[Django] #32803: Not obvious interaction between Postgresql trgm index and icontains lookup

6 views

Skip to first unread message

Django

unread,

Jun 1, 2021, 6:50:10 AM6/1/21

to django-...@googlegroups.com

#32803: Not obvious interaction between Postgresql trgm index and icontains lookup
-------------------------------------+-------------------------------------
Reporter: Dmitri | Owner: (none)
Emelianov |
Type: | Status: new
Uncategorized |
Component: | Version: dev
contrib.postgres | Keywords: postgresql
Severity: Normal | icontains lookup search
Triage Stage: | Has patch: 0
Unreviewed |
Needs documentation: 0 | Needs tests: 0
Patch needs improvement: 0 | Easy pickings: 0
UI/UX: 0 |
-------------------------------------+-------------------------------------
Hi! Long post ahead.

tldr; standard lookup is not working with standard index as expected

Using LIKE UPPER in icontains is not an accident, it is even stated that
it's
[https://github.com/django/django/blob/ca9872905559026af82000e46cde6f7dedc897b6/django/db/backends/postgresql/operations.py#L102
faster]

{{{
# Use UPPER(x) for case-insensitive lookups; it's faster.
if lookup_type in ('iexact', 'icontains', 'istartswith', 'iendswith'):
lookup = 'UPPER(%s)' % lookup
}}}

However, the main reason I've created the ticket is not the speed, but
usage icontains together with trgm index.

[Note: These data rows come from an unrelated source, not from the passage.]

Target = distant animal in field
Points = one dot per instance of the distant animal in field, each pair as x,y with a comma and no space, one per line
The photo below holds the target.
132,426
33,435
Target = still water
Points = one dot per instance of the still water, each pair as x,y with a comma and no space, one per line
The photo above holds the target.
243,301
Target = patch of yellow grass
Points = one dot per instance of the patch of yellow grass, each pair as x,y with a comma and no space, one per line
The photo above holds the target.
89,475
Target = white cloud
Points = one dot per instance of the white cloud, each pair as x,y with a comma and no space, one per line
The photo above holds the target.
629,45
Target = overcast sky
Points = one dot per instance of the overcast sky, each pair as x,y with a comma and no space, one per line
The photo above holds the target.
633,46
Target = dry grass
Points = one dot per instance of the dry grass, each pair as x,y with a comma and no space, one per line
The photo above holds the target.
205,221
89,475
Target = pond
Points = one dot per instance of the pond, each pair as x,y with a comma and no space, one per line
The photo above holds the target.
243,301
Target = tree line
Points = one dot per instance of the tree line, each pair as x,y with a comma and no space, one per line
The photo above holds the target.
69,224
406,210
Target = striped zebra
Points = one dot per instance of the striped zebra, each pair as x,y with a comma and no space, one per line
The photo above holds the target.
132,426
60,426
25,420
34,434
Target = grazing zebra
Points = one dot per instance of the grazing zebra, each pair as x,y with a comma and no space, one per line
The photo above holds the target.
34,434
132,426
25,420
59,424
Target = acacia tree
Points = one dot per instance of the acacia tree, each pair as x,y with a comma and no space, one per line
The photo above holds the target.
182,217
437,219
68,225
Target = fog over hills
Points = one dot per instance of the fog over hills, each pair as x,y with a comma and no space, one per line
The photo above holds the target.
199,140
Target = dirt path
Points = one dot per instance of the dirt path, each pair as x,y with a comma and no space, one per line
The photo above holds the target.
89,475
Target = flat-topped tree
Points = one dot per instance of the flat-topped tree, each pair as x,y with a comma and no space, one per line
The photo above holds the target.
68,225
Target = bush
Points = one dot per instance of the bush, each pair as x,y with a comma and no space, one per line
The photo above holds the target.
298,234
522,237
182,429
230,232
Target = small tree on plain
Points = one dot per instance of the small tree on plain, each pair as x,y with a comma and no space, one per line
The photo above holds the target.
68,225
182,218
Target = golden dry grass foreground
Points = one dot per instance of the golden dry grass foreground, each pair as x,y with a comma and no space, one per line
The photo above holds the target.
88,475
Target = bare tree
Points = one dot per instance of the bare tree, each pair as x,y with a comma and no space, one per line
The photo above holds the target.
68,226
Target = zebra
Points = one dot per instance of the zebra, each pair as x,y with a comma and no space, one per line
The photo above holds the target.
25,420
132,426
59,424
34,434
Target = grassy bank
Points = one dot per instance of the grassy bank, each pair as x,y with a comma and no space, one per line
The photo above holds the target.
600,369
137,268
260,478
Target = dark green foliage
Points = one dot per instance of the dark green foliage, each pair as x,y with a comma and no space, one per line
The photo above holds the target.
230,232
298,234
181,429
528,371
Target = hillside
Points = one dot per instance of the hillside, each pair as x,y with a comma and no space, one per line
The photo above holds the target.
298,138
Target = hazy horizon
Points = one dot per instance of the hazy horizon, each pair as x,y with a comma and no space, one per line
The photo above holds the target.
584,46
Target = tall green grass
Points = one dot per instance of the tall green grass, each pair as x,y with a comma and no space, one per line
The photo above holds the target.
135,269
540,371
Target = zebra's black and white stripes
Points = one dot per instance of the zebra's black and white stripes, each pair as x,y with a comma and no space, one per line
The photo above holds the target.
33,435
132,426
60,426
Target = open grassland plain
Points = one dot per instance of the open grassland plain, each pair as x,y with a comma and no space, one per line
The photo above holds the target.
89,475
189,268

Let's create a simple test model:

{{{
class Book(models.Model):
name = models.TextField()
}}}

and prefil it with kind of random data.

Random function (idea taken from
https://stackoverflow.com/a/5478750/1185696):
{{{
CREATE OR REPLACE FUNCTION get_random_name() RETURNS text as $$
SELECT array_to_string(array
(
select
substr('abcdefghijklmnopqrstuvwxyzABCDEFGHIJKLMNOPQRSTUVWXYZ0123456789',
trunc(random() * 62)::integer + 1, 1)
FROM generate_series(1, (random() * 15)::integer)), '') ||
' ' || array_to_string(array
(
select
substr('abcdefghijklmnopqrstuvwxyzABCDEFGHIJKLMNOPQRSTUVWXYZ0123456789',
trunc(random() * 62)::integer + 1, 1)
from generate_series(1, (random() * 15)::integer)), '');
$$
VOLATILE
LANGUAGE SQL;

-- Example output: M2Fib gJr4CHLnZHcr
-- I want data to be kind of "real" if it is could be said about random
string
}}}

->
{{{
INSERT INTO book_book(name) SELECT get_random_name() FROM
generate_series(1, 10000);
}}}

Now let's do some search.
{{{
Book.objects.filter(name__icontains='orc')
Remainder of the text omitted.